In my most recent post, I wrote about the risk of revealing things about myself in my work. This post is along the same lines. I'm a Cuban man, but I've always been reluctant to have Latino characters in my scripts (especially male characters). Why? Since my work is aimed at an American audience, it's partly been a practical thing. But there's been something else at work. For reasons I don't quite understand, I've always been afraid that people would think I'm writing about myself. Or worse, that I'm writing about the way I'd like people to see me. Obviously, I have issues, but that's for another post.
I recently started working on a script that's aimed at a female audience. Because I know that it's a common fantasy (especially for American women), I decided to have a Latino man as my protagonist's love interest. I was reluctant to do this at first, for the reasons mentioned above. But after some hesitation, I went full out, making the character the guy I'd like to be in about 10 years (when I'm his age). Not only was this a good thing to do as a writer, but it seemed to help me be a little more comfortable with who I am. I'm a Latino man, and some women like this about me. Why not own it, right?

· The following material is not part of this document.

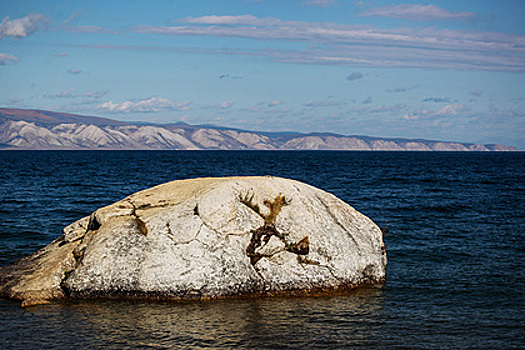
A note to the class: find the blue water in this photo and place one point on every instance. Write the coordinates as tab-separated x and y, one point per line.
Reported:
455	242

Now, for the weird part. While working on this script, called "Never Too Late," I found myself in a situation eerily similar to the character in my script. With little effort on my part, I was suddenly the love interest of a woman who's a whole lot like my protagonist (though different in many ways, too!). Was this simply a coincidence? Just life imitating art? Or did I make this happen by writing this character and embracing this aspect of myself? I honestly don't know, but I like it.